Four clinical types of
lesions have been described:
1.
Ulcerogranulomatous: the most common
type with painless beefy red ulcers with clean friable base that bleed when
touched. Autoinoculation is common.
2.
Hypertrophic: usually with a raised
irregular edge (relatively rare).
3.
Necrotic: offensive smelling ulcer causing
tissue destruction.
4.
Sclerotic or cicatricial: dry ulcers
that progress into scarring plaques. Lymphedema may be present.
At the site
of primary inoculation, one or more papules or subcutaneous nodules develop and
then evolves into an ulcer and gradually increases in size. Four clinical types
have been described. The most common presentation is the ulcerogranulomatous
type which presents as painless, broad, highly vascular, beefy red ulcers with
a friable, granulation tissue–like base, which bleeds to touch. If untreated,
the ulcers may extend to adjacent tissues via autoinoculation and form multiple
ulcers. These ulcers are mirror images of each other and have been described as
“kissing” lesions. The ulcers of GI may have smooth border or a raised
irregular hypertrophic or verucous border resembling condyloma accuminata in
the hypertrophiec type. The necrotic type often occurs in long-standing donovanosis
and presents as a deep ulcer with copious gray, foul-smelling exudates and
extensive destruction to surrounding tissue. The tissue overlying the regional
lymph nodes may evolve into an abscess or pseudobubo (mimic enlarged lymph
nodes) due to subcutaneous extension of granulomas that later ulcerates. The
lymph nodes per se are not involved unless there are other ulcer pathogens
present. In the rare dry cicatricial form, the lesions are non-bleeding ulcers that
form band-like scars and lead to digital lymphedema due to constriction.

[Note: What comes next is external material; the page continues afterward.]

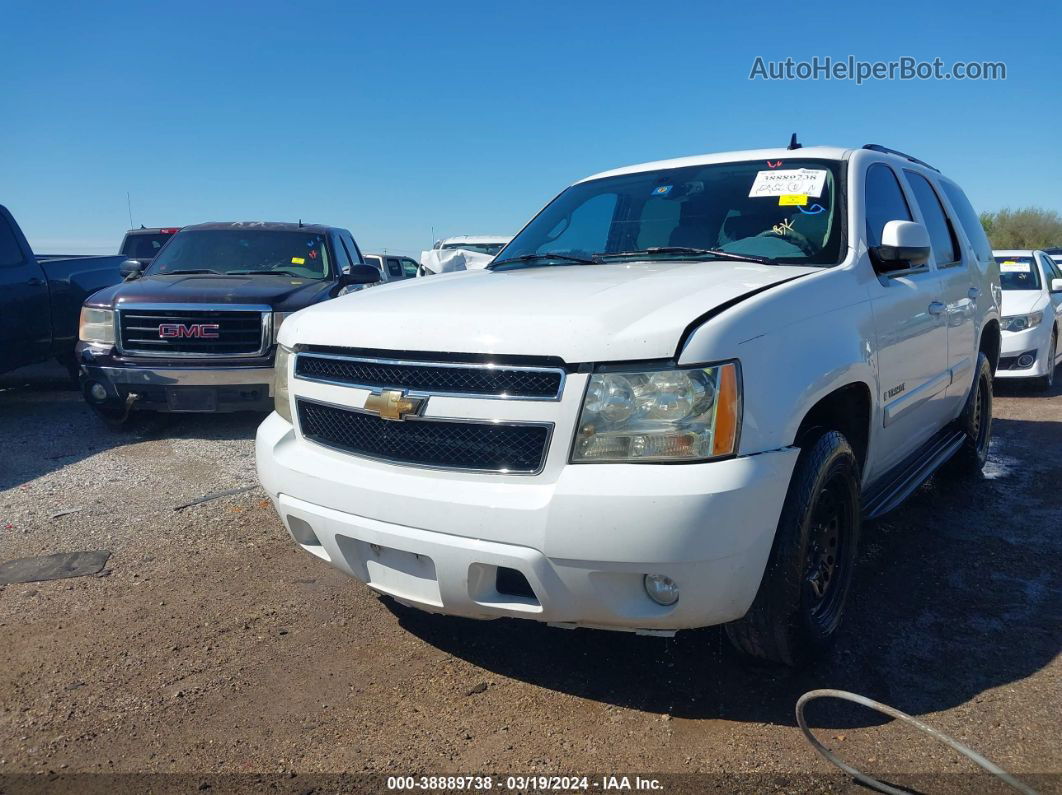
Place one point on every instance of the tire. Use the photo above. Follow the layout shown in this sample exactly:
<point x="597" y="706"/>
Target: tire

The genital region is affected in 90% of cases and the
inguinal area in 10%. The most common
locations are on the coronal sulcus or inner aspect of the penile prepuce in
uncircumcised men, on the anus in MSM, and the vulva in females. The disease
progresses to the genitocrural and inguinal folds in males and to the perineal
and perianal areas in females. Granuloma inguinale of the cervix presents as a
proliferative growth and may mimic carcinoma.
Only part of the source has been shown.